Subtlety definitely isn’t the word of the day in Michael Winterbottom’s satire about a business tycoon. Sir Rich McCreadie is not so loosely based on the real-life high-street fashion mogul Sir Phillip Green. You might as well have called him Sir Grillip Pheen and dispensed with the pretence. Instead, Winterbottom went with Rich McCreadie. I’m not one of be overly critical but seriously? He sounds like an evil mill owner in a Charles Dickens novel. Okay, Michael, we get it. He’s a bad guy and he shit loads of money. Maybe chill out a bit? But he doesn’t. McCreadie is also known by a nickname. Greedy. Yep, Greedy McCreadie. Now he’s a character in an illustrated children’s book. And he’d be a chubby cat if Winterbottom was writing it.

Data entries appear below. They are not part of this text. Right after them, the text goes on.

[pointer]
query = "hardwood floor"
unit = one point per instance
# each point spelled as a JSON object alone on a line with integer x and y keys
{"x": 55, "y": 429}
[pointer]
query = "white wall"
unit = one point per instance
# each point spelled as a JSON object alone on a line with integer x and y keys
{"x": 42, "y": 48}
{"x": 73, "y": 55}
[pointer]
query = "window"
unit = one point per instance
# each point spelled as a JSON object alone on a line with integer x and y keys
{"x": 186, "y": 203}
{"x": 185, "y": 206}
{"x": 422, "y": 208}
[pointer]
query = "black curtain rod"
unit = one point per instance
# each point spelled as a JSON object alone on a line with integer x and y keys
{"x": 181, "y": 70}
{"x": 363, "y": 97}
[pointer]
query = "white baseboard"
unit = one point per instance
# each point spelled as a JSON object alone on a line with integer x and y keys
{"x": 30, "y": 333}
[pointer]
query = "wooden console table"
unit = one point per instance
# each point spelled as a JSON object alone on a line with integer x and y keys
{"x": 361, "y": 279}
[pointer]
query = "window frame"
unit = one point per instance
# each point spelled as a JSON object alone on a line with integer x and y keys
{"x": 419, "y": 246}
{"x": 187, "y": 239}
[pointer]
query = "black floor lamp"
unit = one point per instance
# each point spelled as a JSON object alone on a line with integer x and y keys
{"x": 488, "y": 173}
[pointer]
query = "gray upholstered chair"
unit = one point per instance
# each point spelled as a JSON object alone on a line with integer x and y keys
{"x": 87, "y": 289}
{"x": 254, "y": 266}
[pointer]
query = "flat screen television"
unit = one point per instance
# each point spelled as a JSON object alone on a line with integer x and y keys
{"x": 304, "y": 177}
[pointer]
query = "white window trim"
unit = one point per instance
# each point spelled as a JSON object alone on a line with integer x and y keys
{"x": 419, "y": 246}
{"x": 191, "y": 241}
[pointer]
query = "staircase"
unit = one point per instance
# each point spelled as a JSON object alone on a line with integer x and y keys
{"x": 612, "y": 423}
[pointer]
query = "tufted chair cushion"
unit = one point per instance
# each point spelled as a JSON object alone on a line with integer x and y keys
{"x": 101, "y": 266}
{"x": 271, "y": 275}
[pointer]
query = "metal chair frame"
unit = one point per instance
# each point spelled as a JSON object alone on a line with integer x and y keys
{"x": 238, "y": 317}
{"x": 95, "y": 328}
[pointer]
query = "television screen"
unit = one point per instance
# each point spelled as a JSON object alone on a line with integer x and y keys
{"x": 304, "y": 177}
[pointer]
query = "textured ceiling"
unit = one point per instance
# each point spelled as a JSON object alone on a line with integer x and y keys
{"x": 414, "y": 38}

Anyway, the film follows McCreadie as he attempts to organise his 60th birthday. In an attempt to revive his reputation, Greedy is throwing a no expense spared rager on the Greek island of Mykonos. He’s building his own amphitheatre as a show of his wealth and in homage to the film Gladiator. The film is something that has inspired McCreadie and he wants to show how unbeatable he is by facing off against a lion in front of his guests. He’s recently taken a bit of a hit after he completely crumbled in front of a parliamentary select committee. It’s caused all of his celebrity friends to turn away from him, which makes it even more important to prove he’s still relevant.

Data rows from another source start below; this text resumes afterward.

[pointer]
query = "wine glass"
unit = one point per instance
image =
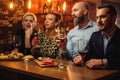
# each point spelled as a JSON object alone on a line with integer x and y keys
{"x": 82, "y": 50}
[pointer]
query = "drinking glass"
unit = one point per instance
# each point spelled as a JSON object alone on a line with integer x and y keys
{"x": 81, "y": 49}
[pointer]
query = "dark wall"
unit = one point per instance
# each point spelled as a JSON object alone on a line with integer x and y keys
{"x": 10, "y": 21}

Through flashbacks, we learn how McCreadie gained his wealth. Starting as a young man, he works his way up through the fashion world and undercutting all of the competition. We see him visit the factories in Sir Lanka where he uses cunning and a massive amount of confidence to get his stock for a fraction of a price. This means that we also get a glimpse behind the curtain. The film includes scenes where women are working relentlessly for a tiny wage. The working conditions are appalling and only get worse with McCreadie’s bargaining. This is what elevates the plot from a simple satire. This is part of the biting social commentary that makes this a uniquely Winterbottom film.
Unfortunately, it is also what makes this film seem fragmented. I understand that you need both sides of the coin. The comic portrait of a wealthy tycoon wouldn’t work without the hard-hitting critique of society and vice versa. But there is something about this film that never really gels. It all feels a bit awkward. The didactic tone that heightens towards the end of the film is at odds with the lighter moments. It is something that Winterbottom and co. just never quite get right. Yet, there is still plenty of good things about this film. Most notably Steve Coogan’s performance as Rich McCreadie. We know that Coogan is such a talented performer that he can make even the most disagreeable person seem slightly agreeable. He doesn’t make McCreadie sympathetic but he does make it possible to be around him. He’s not so much of a caricature that you can’t stand to listen to him.
The main problem with this is that there is too much going on. The film’s ending isn’t terrible but it doesn’t quite work with the moral message. There is something quite unsettling about seeing the ending play out and then reading the statistics that accompany the credits. Yes, it says a lot about the issues Winterbottom raised in the film but it never gels with the satire. This is an ambitious film and one that isn’t a complete disaster. It’s just hard to ignore the fact that it could have been better.